Omelette with tofu (Wonosobo)

This is a delicious vegetarian recipe from Central Java (Wonosobo). This omelette with tofu has simple ingredients, but as so often with Beb Vuyk’s recipes, that doesn’t mean the recipe is simple in flavor. The sweet and sour sauce that is topped over at the end is really delicious; that determines the taste of the whole dish. I, therefore, use super sweet soy sauce (kecap manis) from ABC.
This dish is enough for 2 people and is ready in 30 minutes. I make this recipe with 300 grams of tofu and 4 eggs. I also double the rest of the ingredients.
Tofu omelette (Wonosobo) #345 translated from Beb Vuyk’s Groot Indonesisch kookboek, page 287.
Ingredients
- 1/2 block of tofu
- 2 eggs
- 4 tablespoons of oil
- 1 leek
- juice of 1 lemon
Herbs and spices
- herbs
- juice of 2 cloves of garlic
- 1 tablespoon of sambal ulek
- 3 tablespoons of sweet soy sauce
- 1/2 teaspoon of vetsin (monosodium glutamate)
- pepper
- salt
- Crumble the tofu; mix it with the finely chopped leek, pepper, salt, vetsin and the beaten eggs.
- Make this into an omelet in a heavy-based frying pan.
- Turn the omelette over on a lid, let her slide back into the pan with the unbaked side down and fry her gently until lightly brown and done.
- Mix the soy sauce with the sambal, add the lemon juice and pour the sauce over the omelette.

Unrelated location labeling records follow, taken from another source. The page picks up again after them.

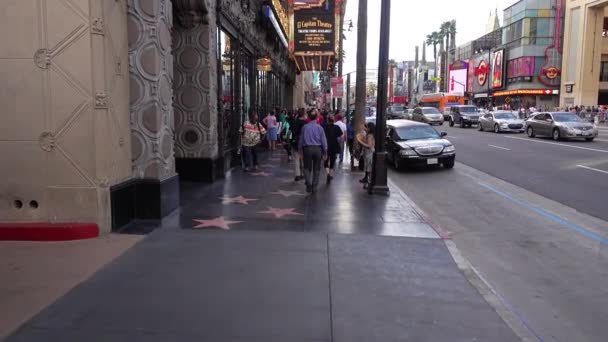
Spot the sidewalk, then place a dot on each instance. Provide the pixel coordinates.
(255, 259)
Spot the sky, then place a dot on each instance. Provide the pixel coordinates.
(412, 20)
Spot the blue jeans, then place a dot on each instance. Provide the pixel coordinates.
(250, 154)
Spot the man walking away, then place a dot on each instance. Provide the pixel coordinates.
(340, 123)
(313, 145)
(298, 156)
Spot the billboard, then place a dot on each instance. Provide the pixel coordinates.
(458, 74)
(498, 68)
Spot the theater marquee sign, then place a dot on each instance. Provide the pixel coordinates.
(314, 31)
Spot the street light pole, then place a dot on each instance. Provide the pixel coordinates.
(379, 179)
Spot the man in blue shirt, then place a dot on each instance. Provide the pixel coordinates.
(313, 146)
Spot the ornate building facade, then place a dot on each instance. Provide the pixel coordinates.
(107, 104)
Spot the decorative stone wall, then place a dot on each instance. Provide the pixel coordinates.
(151, 89)
(195, 84)
(64, 132)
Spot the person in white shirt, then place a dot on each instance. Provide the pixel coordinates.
(340, 123)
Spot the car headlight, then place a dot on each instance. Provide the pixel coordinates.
(407, 152)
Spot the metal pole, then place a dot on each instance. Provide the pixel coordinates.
(379, 179)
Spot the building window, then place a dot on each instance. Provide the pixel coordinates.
(604, 72)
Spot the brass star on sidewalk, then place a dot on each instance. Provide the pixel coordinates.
(238, 200)
(287, 194)
(280, 213)
(219, 222)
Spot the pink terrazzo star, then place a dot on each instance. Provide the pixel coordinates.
(280, 213)
(261, 174)
(287, 194)
(219, 222)
(237, 200)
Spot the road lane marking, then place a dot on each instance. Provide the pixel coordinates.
(547, 214)
(501, 148)
(558, 144)
(592, 169)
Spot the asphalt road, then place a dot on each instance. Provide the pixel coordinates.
(530, 215)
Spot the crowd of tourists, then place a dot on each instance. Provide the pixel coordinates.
(311, 139)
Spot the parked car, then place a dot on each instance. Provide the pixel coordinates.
(412, 143)
(430, 115)
(560, 125)
(396, 112)
(465, 116)
(501, 121)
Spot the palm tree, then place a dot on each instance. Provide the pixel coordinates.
(433, 39)
(361, 87)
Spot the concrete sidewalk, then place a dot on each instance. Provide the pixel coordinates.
(336, 266)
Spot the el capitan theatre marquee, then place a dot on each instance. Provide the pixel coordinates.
(526, 92)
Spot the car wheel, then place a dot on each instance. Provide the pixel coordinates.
(530, 132)
(556, 135)
(396, 162)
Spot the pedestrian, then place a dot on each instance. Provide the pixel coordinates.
(286, 136)
(298, 156)
(313, 145)
(333, 135)
(340, 123)
(368, 144)
(252, 134)
(271, 123)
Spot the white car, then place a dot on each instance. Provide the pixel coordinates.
(501, 121)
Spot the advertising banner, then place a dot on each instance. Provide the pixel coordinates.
(337, 86)
(498, 69)
(457, 77)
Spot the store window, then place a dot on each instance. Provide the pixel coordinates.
(227, 60)
(604, 72)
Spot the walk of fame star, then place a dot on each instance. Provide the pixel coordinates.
(238, 200)
(287, 194)
(219, 222)
(280, 213)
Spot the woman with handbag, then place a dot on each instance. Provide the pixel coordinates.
(252, 135)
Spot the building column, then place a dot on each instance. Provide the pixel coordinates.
(195, 89)
(153, 191)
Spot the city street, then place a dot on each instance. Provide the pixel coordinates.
(529, 214)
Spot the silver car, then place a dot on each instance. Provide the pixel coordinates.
(501, 121)
(560, 126)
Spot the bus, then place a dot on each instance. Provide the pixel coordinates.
(441, 100)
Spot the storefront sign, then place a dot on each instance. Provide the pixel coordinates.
(481, 72)
(523, 66)
(264, 64)
(498, 68)
(337, 86)
(270, 15)
(527, 92)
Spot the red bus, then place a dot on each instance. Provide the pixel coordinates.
(441, 100)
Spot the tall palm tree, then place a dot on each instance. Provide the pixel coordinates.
(444, 32)
(433, 39)
(360, 83)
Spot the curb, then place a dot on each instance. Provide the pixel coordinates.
(41, 231)
(502, 308)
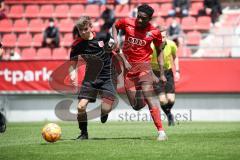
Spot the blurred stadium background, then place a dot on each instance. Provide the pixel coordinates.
(209, 60)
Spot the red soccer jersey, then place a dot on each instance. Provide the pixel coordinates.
(137, 44)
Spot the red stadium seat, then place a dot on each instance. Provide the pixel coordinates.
(122, 11)
(156, 8)
(188, 23)
(159, 22)
(24, 40)
(16, 11)
(195, 7)
(67, 40)
(170, 19)
(46, 11)
(36, 25)
(217, 53)
(59, 54)
(9, 40)
(203, 23)
(165, 8)
(103, 7)
(92, 10)
(193, 38)
(66, 25)
(20, 26)
(76, 11)
(28, 54)
(37, 40)
(61, 11)
(44, 54)
(184, 52)
(32, 11)
(6, 25)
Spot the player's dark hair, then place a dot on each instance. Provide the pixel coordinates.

This omelette gets a kind of ‘cloud flavor’ due to the finely crumbled tofu that has to go through the egg mix. You can get tofu in different shapes, sizes, and consistencies. If Beb writes “1/2 a block” then you don’t really know how much she means to use.
I go for 300 grams of Japanese tofu (I buy at the Asian supermarket). This Japanese variety is firm and specially made to stir fry, says the packaging. I double the amount of the other ingredients, to make sure the egg-tofu ratio is nicely balanced. Thus, I go for 4 eggs and I add half a teaspoon of salt and pepper.

Because the tofu becomes part of the omelette, the type of tofu does not really matter; after all, you crumble it. It is nice to try out the different types and the amount of fluffiness it will produce.
I see that Beb has forgotten to tell what to do with the garlic. I add the squeezed garlic to the omelette batter. By the way, I replace the leeks with spring onions because I still have some left.
Vetsin (monosodium glutamate)
Beb adds vetsin to this dish. Just like salt, vetsin is a flavor enhancer. Vetsin has a bad reputation. It’s supposed to be not good for your heart and gives you a headache, but that’s not true. This story is a good example of fake news or urban myth story.
Still, I don’t use vetsin in this dish because I don’t have it at home. My soy sauce is salty enough. This dish will be fine.
My pan is on low heat with two tablespoons of rice oil in it. Omelette must bake slowly, take your time for that.

In the meantime I make sambal ulek. That is a basic sambal that is nothing more than chili peppers ground fine in a mortar with a bit of salt. Want to see more sambal recipes? Check out my sambal recipes here.

I now pour the delicious sweet soy sauce and the juice of 1 large lemon into the mortar. Because I’ve doubled the number of ingredients, I’m going for at least 4 tablespoons of sweet soy sauce.
I can smell that my omelette with tofu is done on one side. I also see that the edge turns a bit dark. The omelette can be turned over. This is not an easy job. Beb describes that you first have to slide the omelette on a lid before putting it back upside down in the pan.

My omelette is quite slippery, so I don’t dare let it slide directly onto a smooth lid. I use a plate to place the omelette in first, before slipping it on a lid and letting it come down upside down in the pan. It almost worked, but because I tried to take a picture of it, part of it folds double. Too bad, but hey, it must taste good.
I cook the omelette with tofu for another 5 minutes and then it is done. I slide it all onto a plate and pour the delicious sweet and sour sauce over it! This tofu omelette is a fantastic vegetarian dish that is ready in no time. The soy sauce brings the whole dish together. We simply eat it with white rice and a cucumber salad.